Carol Smith manages communities, programs, and partnerships. She has previously worked at GitHub managing partnerships and most recently at Google managing google summer of Code. She has a degree in Journalism from California State University, Northridge, and is a cook, cyclist, and horseback rider.

Managing a Community is Hard to Do

In some ways, I have it easy. I went into managing an open source communitythat was already set up and functioning before I arrived. All I had to do once I got there was not screw it up.And in some ways, I still have to struggle along just like everyone else with a vision for their open source project and the network of support and love they want it to have.

Everyday I answer questions on mailing lists comprised of thousands of subscribers. In truth, I often answer the same questions over and over again even though the answers to those questions are clearly spelled out in our multiple pieces of documentation about the program. I get private emails all the time from our members saying things like, “Wow, Carol, I don’t know how you keep your patience with these people! I would have gotten angry at them a long time ago!”

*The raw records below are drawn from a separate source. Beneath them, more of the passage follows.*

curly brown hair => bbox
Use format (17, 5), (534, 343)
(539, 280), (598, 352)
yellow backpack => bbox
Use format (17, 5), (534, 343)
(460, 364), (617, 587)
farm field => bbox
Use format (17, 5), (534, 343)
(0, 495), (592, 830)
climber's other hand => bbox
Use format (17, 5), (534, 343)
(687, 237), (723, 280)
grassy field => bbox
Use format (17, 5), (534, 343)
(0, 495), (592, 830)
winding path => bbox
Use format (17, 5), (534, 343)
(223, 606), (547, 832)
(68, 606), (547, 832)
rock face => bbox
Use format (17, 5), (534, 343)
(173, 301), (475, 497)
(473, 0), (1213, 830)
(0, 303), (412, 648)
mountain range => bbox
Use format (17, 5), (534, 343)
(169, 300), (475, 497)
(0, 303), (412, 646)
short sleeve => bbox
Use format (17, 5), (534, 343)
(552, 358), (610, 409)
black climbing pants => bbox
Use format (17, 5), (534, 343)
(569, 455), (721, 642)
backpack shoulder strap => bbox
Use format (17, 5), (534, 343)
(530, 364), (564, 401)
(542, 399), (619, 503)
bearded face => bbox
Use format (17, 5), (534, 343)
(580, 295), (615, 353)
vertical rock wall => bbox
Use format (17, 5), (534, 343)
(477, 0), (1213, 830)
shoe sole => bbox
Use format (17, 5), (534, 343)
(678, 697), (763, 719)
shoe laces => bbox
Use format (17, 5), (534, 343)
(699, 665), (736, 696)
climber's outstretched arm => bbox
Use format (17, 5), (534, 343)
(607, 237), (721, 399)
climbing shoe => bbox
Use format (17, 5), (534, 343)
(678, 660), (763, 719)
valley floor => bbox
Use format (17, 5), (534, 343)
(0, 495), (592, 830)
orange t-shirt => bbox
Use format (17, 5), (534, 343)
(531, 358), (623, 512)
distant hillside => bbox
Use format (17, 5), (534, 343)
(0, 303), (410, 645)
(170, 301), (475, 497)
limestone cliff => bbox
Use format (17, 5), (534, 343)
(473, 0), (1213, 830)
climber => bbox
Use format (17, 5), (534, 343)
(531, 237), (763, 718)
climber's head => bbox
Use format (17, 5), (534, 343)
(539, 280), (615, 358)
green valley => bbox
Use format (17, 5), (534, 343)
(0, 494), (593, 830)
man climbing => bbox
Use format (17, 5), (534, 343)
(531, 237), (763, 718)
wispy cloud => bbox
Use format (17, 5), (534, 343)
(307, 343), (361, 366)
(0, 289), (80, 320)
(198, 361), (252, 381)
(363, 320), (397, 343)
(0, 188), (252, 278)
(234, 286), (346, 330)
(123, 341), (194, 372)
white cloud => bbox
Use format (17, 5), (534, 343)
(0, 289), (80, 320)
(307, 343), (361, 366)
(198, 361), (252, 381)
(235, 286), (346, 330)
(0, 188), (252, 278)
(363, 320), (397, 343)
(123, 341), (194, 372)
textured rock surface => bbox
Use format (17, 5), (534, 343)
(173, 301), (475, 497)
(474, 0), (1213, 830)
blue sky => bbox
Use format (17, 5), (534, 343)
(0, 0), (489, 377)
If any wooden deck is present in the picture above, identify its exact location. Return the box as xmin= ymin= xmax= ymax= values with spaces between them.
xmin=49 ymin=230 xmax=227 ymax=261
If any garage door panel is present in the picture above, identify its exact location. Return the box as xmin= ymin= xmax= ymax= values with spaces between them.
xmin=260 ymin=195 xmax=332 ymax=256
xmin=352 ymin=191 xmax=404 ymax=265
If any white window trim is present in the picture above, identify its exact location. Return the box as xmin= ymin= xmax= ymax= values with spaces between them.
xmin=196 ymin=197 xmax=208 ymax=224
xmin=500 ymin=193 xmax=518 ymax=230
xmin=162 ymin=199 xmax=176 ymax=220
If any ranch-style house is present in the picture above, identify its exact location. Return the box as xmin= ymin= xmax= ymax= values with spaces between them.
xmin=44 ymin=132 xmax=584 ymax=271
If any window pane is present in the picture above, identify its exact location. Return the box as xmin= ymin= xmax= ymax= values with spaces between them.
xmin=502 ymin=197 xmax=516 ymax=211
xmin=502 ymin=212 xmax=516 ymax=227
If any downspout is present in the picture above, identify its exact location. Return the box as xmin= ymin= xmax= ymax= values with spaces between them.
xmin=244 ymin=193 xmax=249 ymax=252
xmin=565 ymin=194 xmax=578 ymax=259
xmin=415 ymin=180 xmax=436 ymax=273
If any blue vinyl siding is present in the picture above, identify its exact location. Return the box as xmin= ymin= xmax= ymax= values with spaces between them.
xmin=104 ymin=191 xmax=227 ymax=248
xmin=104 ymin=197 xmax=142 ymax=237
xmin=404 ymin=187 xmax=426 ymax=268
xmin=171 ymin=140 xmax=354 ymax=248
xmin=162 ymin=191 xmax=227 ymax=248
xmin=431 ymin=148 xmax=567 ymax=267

What I want to say to those private emails (and never do) is something I’ll say here now: managing a community is hard. It’s hard and it’s a really careful balancing act. As a community manager, it’s my job to do the balancing act everyday, with every IRC message I type into our channel and with every email I send. I have to tow a line between making a welcoming space for people and and also letting them be self-directed and figure things out on their own. I have to carefully show people how to get the answers they’re looking for without actually giving them the answers. I have to negotiate with people who don’t have the community’s best interests at heart, and I have to do it all while running a program with dates and deadlines and outside contributors to manage.

I empathize with the people who are managing communities of all different sorts of contributors right now. If there’s one thing the Community Leadership Summit has taught me, it’s that people manage communities of every different kind of person you can think of. They all have different goals and objectives, and they all have to do that same balancing act that I do all the time.